Furthermore, we compared expression of individual peptides that define the AGE116 classifier of the case samples with the mean expression of these peptides in the above control group (Figure 1). We found nine peptides which were significantly different in the mean expression of the case samples compared to controls (Table S2, Supporting Information). Six of these showed a higher expression in the urine of healthy controls than in the case samples; five derived from collagen alpha-1 type I and III. A decrease in the mean expression of collagen peptides may be the result of the accumulation of ECM during aging secondary to reduced ECM degradation.10 Although this number of collagen-derived peptides may appear low, in the study by Nkuipou-Kenfack et al., only 55 collagen derived peptides were identified from a sample of 1227 individuals,10 suggesting that our output is reasonable given the relatively smaller number of samples. Furthermore, we identified three peptides, which are fragments of fibrinogen alpha and beta chain and of uromodulin with a higher mean expression in the control than in case samples. The urinary excretion of these peptides showed a positive correlation with age.23

Details are in the caption following the image
Mean amplitude of significant peptides.

Although these proteomic markers are not currently validated as routine clinical parameters, there is accumulating evidence of their diagnostic potential.24 Given that our data demonstrate that urinary peptide analysis by CE-MS does correlate effectively with clinical phenotype, this could be a non-invasive alternative to plasma protein analysis. The proteomic age classifier we have generated demonstrates a clear discrepancy between estimated biological age and chronological age. However, the estimated biological age identified as 24 years may be less than expected in light of the boy's aged musculoskeletal phenotype. This age classifier provides an estimate of overall age and is not organ specific. More advanced musculoskeletal age can therefore be outweighed by other clinical parameters such as normal renal function with no discrepancy between chronological and estimated biological age.

One potential limitation of this work is that the classifiers used have been calculated using adult data. The urinary proteome changes significantly during puberty9; therefore, it is difficult to find peptides from a pediatric population which correlate with age. The classifiers we have used are therefore the most appropriate currently available to us. Our group has previously used the CKD273 classifier in children with chronic kidney disease and have found it to be accurate, with a different reference range to the adult population. Our group has not previously used markers associated with CAD in children.

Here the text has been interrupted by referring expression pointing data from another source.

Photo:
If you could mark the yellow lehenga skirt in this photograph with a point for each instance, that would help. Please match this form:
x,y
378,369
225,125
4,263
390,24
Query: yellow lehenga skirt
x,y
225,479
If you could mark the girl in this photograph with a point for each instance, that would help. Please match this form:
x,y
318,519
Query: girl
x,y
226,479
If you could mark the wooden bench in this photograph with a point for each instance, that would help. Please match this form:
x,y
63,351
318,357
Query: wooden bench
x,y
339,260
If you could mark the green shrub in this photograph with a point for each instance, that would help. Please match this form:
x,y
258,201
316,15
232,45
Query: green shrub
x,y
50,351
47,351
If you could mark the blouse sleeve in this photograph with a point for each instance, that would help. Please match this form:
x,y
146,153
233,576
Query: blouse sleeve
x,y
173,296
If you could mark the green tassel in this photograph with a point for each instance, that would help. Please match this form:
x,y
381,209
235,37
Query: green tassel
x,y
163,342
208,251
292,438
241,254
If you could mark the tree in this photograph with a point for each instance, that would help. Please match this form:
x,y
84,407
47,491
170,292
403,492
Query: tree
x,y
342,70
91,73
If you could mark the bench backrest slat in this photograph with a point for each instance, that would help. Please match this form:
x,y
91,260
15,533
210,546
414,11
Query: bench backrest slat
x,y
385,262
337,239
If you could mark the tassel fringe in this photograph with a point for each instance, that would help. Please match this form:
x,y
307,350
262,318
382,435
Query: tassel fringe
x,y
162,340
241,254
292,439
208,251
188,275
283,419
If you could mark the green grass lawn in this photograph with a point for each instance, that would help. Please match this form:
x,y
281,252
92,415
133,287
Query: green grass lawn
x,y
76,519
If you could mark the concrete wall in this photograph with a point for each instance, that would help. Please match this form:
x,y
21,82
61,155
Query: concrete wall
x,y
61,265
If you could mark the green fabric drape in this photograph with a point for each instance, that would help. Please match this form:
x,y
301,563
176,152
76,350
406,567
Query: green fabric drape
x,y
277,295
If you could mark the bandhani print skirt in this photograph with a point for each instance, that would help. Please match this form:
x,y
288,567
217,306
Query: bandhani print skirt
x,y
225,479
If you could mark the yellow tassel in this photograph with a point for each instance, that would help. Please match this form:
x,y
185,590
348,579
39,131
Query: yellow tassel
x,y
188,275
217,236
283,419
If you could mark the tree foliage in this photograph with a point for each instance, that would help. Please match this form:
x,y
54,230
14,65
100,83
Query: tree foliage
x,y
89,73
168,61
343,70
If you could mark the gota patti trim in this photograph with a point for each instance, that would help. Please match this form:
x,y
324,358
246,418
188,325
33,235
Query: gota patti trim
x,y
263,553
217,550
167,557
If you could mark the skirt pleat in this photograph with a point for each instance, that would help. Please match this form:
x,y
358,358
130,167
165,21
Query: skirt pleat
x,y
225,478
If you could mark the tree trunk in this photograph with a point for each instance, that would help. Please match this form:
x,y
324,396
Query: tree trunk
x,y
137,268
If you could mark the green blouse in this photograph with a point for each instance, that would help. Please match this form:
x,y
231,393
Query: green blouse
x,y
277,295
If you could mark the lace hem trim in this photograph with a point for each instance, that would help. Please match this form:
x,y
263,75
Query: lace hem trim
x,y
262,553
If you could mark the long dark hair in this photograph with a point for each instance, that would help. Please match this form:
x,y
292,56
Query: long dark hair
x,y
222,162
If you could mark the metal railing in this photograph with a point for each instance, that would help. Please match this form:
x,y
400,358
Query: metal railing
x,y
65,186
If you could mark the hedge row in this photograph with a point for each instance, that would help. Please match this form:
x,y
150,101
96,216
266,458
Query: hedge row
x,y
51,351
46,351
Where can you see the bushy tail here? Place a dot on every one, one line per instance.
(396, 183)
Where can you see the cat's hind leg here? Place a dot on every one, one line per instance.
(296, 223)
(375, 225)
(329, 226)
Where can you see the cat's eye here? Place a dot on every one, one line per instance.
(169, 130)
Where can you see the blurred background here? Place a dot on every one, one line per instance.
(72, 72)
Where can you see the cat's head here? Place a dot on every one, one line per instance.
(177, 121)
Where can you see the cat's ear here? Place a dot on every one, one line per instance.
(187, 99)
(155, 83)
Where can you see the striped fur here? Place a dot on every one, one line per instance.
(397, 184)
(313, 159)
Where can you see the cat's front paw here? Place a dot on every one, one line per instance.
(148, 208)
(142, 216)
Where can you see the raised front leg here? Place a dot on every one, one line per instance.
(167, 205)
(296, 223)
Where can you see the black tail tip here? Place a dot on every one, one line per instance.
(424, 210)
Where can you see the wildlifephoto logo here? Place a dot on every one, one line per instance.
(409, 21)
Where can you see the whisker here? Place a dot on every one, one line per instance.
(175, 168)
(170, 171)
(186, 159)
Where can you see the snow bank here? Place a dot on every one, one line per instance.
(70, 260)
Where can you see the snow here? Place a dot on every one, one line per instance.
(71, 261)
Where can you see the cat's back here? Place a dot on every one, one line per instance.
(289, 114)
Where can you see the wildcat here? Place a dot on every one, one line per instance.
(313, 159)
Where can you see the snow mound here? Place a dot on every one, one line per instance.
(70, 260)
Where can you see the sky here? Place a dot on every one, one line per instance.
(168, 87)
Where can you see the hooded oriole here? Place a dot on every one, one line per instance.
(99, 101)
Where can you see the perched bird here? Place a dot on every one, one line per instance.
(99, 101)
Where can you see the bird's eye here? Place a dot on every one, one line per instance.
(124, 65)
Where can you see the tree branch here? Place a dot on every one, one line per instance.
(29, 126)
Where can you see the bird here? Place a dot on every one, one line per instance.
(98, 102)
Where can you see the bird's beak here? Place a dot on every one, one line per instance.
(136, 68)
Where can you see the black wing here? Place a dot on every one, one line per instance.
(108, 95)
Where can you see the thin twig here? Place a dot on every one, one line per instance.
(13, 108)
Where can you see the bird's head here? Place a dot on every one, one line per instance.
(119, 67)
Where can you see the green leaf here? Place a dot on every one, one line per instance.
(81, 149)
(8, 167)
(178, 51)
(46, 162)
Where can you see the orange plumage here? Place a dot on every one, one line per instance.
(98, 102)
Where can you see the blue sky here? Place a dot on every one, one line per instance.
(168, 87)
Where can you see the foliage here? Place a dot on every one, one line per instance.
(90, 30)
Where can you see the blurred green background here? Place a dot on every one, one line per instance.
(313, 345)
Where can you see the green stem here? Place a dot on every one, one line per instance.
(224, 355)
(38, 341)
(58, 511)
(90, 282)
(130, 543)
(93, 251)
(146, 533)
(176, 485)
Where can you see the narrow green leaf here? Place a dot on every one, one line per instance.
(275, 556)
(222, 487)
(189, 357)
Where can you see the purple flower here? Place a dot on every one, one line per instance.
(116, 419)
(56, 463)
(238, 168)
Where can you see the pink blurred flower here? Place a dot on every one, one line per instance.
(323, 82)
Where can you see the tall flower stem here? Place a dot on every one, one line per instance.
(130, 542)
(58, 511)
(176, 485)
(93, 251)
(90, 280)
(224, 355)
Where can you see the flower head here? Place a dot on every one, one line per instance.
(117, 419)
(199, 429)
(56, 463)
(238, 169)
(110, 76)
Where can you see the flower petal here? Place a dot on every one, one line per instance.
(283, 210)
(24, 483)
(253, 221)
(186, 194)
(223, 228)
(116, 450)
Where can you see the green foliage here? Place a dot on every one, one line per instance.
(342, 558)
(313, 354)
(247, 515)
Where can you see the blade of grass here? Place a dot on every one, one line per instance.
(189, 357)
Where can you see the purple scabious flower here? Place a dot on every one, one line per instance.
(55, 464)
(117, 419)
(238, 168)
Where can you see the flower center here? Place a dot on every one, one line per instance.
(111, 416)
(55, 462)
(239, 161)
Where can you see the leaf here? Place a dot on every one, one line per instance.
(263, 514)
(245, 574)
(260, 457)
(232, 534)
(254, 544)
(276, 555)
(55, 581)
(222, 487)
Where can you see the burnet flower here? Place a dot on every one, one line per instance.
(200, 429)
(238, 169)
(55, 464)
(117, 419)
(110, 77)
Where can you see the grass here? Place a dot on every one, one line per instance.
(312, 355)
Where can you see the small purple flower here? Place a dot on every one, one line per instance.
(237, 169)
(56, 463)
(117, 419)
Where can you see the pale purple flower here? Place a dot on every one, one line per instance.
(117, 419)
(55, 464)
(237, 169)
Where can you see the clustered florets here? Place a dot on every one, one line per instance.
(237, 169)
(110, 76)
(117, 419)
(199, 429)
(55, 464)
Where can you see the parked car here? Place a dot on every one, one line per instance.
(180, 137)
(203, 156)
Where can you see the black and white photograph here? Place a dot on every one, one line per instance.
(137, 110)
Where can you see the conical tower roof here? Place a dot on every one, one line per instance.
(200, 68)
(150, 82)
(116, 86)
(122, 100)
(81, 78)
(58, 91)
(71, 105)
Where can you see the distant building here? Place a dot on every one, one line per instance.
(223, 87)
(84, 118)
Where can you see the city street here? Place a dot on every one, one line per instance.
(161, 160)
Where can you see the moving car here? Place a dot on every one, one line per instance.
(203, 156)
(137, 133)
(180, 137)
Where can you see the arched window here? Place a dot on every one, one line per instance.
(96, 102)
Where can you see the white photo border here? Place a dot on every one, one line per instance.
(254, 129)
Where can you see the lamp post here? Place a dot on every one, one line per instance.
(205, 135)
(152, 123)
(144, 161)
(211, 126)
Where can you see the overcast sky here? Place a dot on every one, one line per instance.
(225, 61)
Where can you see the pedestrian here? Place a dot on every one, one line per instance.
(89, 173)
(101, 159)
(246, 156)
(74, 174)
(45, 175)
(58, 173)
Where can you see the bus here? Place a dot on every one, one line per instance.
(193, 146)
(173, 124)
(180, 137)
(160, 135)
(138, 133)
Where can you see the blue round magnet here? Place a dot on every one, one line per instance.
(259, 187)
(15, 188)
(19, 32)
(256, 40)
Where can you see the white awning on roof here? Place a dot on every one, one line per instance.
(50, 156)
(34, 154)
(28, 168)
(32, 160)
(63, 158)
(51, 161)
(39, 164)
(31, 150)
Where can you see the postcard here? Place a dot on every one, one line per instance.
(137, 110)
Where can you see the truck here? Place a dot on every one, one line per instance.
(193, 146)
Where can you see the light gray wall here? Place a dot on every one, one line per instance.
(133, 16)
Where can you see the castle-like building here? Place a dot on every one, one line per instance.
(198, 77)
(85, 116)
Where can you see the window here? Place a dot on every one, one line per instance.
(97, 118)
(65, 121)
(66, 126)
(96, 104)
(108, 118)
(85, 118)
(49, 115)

To conclude, we have demonstrated that urinary proteomic analysis can be used to confirm advanced estimated biological age in a boy with a progeria-like syndrome. Our data correlate with the patient's physical characteristics and although in our boy there are no immediate consequences of this finding, with future research, proteomics could represent a method for non-invasive monitoring of similarly affected patients for clinical deterioration. The progeria-like syndromes offer a unique insight into normal and pathological aging processes that affect multiple organ systems at the same time that have individually been subject to previous and ongoing proteomic studies. Our case, therefore, highlights the value of proteomic approaches in aging research and provides insights into molecular features of multimorbidity.

Acknowledgements

The authors are grateful to the patient and his family for their participation. This work has been supported by grants from the British Heart Foundation (RE/13/5/30177) and the European Commission (“sysVASC”; 603288).

    Conflict of Interest

    P.Z. is employed by Mosaiques Diagnostics GmbH, Hannover, Germany; the company develops proteomic biomarkers for prediction and diagnosis of human diseases. The other authors have nothing to disclose.